This exercise explored mark-making using tools other than brushes.
Tools used included:
- shaper tools of different shapes and sizes
- credit cards
- scraper tools
- textured kitchen paper
- scrunched-up tissue paper
- a toothbrush
- embossing tools
- a sponge
Outcomes with acrylic paint is shown on the next four pages. I used two colours of paint (phthalo blue and a metallic mauve). I also applied the paint in a more textured way than had tended to be the case with the brushes. This was sometimes unavoidable – many of the tools used automatically led to a more textured outcome.
The paint top right (below) is effectively a mono print made by placing a piece of textured kitchen paper into the paint. some of the pattern is visible. I then made a second print (top, left) which created a more ethereal, more balanced mark.

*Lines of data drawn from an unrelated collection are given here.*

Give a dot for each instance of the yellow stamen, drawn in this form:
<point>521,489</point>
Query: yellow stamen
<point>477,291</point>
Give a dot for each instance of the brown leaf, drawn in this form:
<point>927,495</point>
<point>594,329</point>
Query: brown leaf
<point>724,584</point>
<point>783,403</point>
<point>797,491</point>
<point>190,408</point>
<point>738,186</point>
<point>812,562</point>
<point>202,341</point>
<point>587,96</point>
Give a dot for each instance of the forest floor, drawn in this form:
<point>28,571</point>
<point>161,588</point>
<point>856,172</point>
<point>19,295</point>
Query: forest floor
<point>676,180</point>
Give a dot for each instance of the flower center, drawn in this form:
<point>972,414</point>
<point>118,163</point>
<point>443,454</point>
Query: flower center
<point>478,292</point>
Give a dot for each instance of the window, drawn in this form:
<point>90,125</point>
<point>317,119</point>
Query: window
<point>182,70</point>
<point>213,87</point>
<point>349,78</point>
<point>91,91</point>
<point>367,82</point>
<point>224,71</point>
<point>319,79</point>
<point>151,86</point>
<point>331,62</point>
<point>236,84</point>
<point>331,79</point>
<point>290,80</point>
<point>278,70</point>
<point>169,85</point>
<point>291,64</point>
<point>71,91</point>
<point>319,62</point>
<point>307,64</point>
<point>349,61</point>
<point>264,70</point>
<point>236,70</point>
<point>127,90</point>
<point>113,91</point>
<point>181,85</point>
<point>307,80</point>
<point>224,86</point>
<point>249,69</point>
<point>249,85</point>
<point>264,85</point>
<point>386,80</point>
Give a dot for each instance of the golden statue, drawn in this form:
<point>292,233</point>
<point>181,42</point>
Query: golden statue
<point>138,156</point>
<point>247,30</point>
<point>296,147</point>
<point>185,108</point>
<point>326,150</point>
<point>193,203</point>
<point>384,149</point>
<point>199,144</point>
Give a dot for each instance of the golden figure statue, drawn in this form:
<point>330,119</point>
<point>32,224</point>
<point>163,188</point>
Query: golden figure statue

I particularly liked the tissue paper print (bottom, centre) for its depth and transparency.
Here is an enlargement of the scrunched-up tissue paper marks for detail. This could be further explored using different types of paper, overlaying colours or building up layers from transparent to opaque.
I then tried making marks in the paint surface with some of the same tools. This was difficult with acrylic paint because the surface dries so quickly. I got around this by adding bits of paint, making marks, adding a bit more and so on until the page was covered, which was non-spontaneous and not a comfortable way of working (for me).
I then tried a slightly different approach to the exercise (lower section of the page below) using a single colour of paint as a lower layer, into which marks were made; I then dry brushed the darker blue over the dried surface to highlight the marks.
The upper section of the page contains marks made by various shaping tools – I did not find a huge variety in these on the whole although they could still be useful and I envisage using them.
Finally, I covered a page of 200 gsm paper (roughly A4) in water-soluble oils and scraped and marked in order to reveal colour in the lower layer. I was surprised / pleased to find that the lower, still-wet layer of paint did not scrape away to reveal the paper but provided a coloured base. Fine and broader tools were equally easily manipulated in the paint. The oils were much more pleasurable to work with because they retained their fluidity and so encouraged spontaneous mark-making much more than was the case with the acrylics. To do this successfully with acrylics, I imagine that a retarder would need to be used. I’m aware they exist but have never used one so do not know the effect that this would have on the consistency of the paint and the effect of this on mark-making.
To save time in writing about water-soluble oils, in future posts I shall abbreviate these to WS oils.